Tuesday, June 23, 2015

Has your Community ever assigned your post-loss claim or insurance policy benefits to a contractor? Two recent Court rulings uphold your right to do so.


In an opinion filed on June 22, 2015, the 1st DCA ruled in the case of Security First Insurance Company vs. State of Florida, Office of Insurance Regulation that the OIR was correct in not allowing Security First Insurance Company to change language in its policies which would restrict the ability of policyholders to assign policy rights without the insurer's approval.


This is the second ruling in little more than a month (the first ruling was issued by the 4th DCA) which has supported a policyholder practice known as an "assignment of benefits". This practice often occurs when a homeowner or an association hires a contractor to make necessary repairs in the aftermath of a hurricane, other storm or other casualty event such as a water leak. Once those policy benefits have been assigned, the contractor then pursues payment directly from the insurance company. Insurance companies have argued that the practice of assigning benefits can encourage inflated costs and fraud. Policyholders and contractors argue that the practice allows cash-strapped communities to recover more quickly from emergencies.


Security First attempted to change its policy language to the following:


“Assignment of this policy or any benefit or post-loss right will not be valid unless we give our written consent.”


On July 22, 2013, the Office of Insurance Regulation (OIR) denied Security First's request claiming that the change in language would “violate the intent and meaning of Sections 627.411(1)(a), 627.411(1)(b), and 627.411(1)(e), Florida Statutes[, and] contain[ed] language prohibiting the assignment of a post loss claim under the policy, which is contrary to Florida law.”

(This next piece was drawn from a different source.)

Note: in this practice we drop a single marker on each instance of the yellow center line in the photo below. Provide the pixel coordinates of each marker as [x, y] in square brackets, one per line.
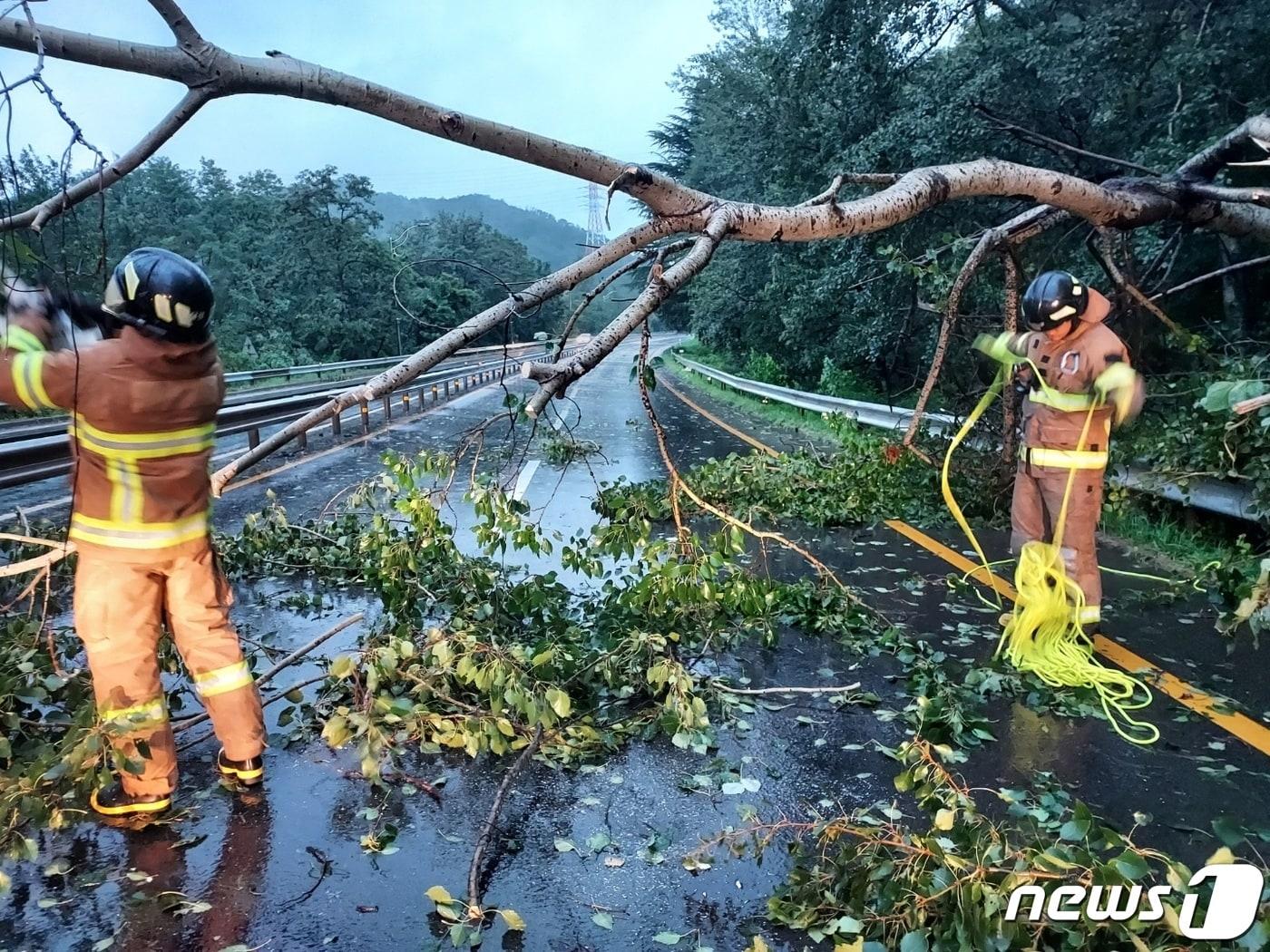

A three-judge panel of the appeals court said state law has long allowed assignments of insurance benefits.  "On this point we find an unbroken string of Florida cases over the past century holding that policyholders have the right to assign such claims without insurer consent." The 1st DCA Panel held that the matter of whether or not the practice of assignment of benefits should continue would be more properly addressed by the Florida Legislature.  In fact, Florida legislators considered a pair of bills (HB 669 and SB 1064) in the 2015 Session that would have substantially restricted assignments of benefits but both bills failed.


Not discussed in these cases was the more practical question of whether or not an assignment of benefits to a contractor is a wise decision for an association. Fortunately, we have not had a hurricane impact Florida significantly for more than a decade but in the aftermath of the tumultuous 2004-2005 storm seasons, we saw many out of state, unlicensed and unknown contractors arrive in communities at a time when they were most vulnerable. A Board's priority in the immediate aftermath of a disaster is to mitigate further damage. Negotiation on overall repairs requires deliberation, thoughtful negotiation and careful review of the contract. 
The moral of this blog post is just because you can do something does not necessarily mean you should.

Monday, June 8, 2015

12 Angry Men-Classic Movie or Average Association Master Board Meeting?


Last night I watched a classic American film-12 Angry Men. The title actually refers to the twelve jurors deliberating the fate of a boy on trial for murdering his father but could just as easily describe the average master association board of directors. 

I am sure many of my blog readers have seen this movie but for those who haven't, the entire film takes place in a hot, stuffy jury room. Henry Fonda starts out as the lone hold-out with his Not Guilty vote and he faces the wrath of his fellow jurors who want to get to a ball game, their jobs or their homes and do not appreciate his dissenting voice delaying their escape from their confined quarters.

At one point, a juror accuses Fonda of being talented at the "soft sell" negotiation technique. Fonda doesn't attempt to shout, scream or bully in order to get his fellow jurors to slow down in their rush to judgment. Instead, he bravely admits that he doesn't know whether or not the boy is guilty but he would like to talk about it a little and ask some questions before rendering a verdict which will end the boy's life. Eventually the discussion results in the other jurors realizing that the evidence they had relied on so heavily and hastily could not support a guilty verdict and an unanimous acquittal results.

While the decisions made in association board meetings are not nearly so significant, those decisions still can impact the quality of life for many people.   How often has a member of a community association board felt that the rationale being expressed by some or the majority of his or her fellow directors was not in the community's best interests but remained silent for fear of being rebuked or rejected? Conversely, how many directors do stand up and voice their concerns but do it in such a hostile manner that their message is drowned out by their rhetoric? Association members can also be the right messengers at times when a majority mindset needs to change.

There are a lot of lessons to be learned from 12 Angry Men for the many thousands of volunteers serving on community association boards. 

  • Speak up, especially if the stakes are high. 
  • Present your message in a way that makes your fellow directors really hear what you are saying. 
  • The way to unmask the extreme members of your board is by giving them enough room to do that task themselves in the face of unemotional data.
If you haven't seen the movie in a while or have never seen it, perhaps it's time for movie night in your community.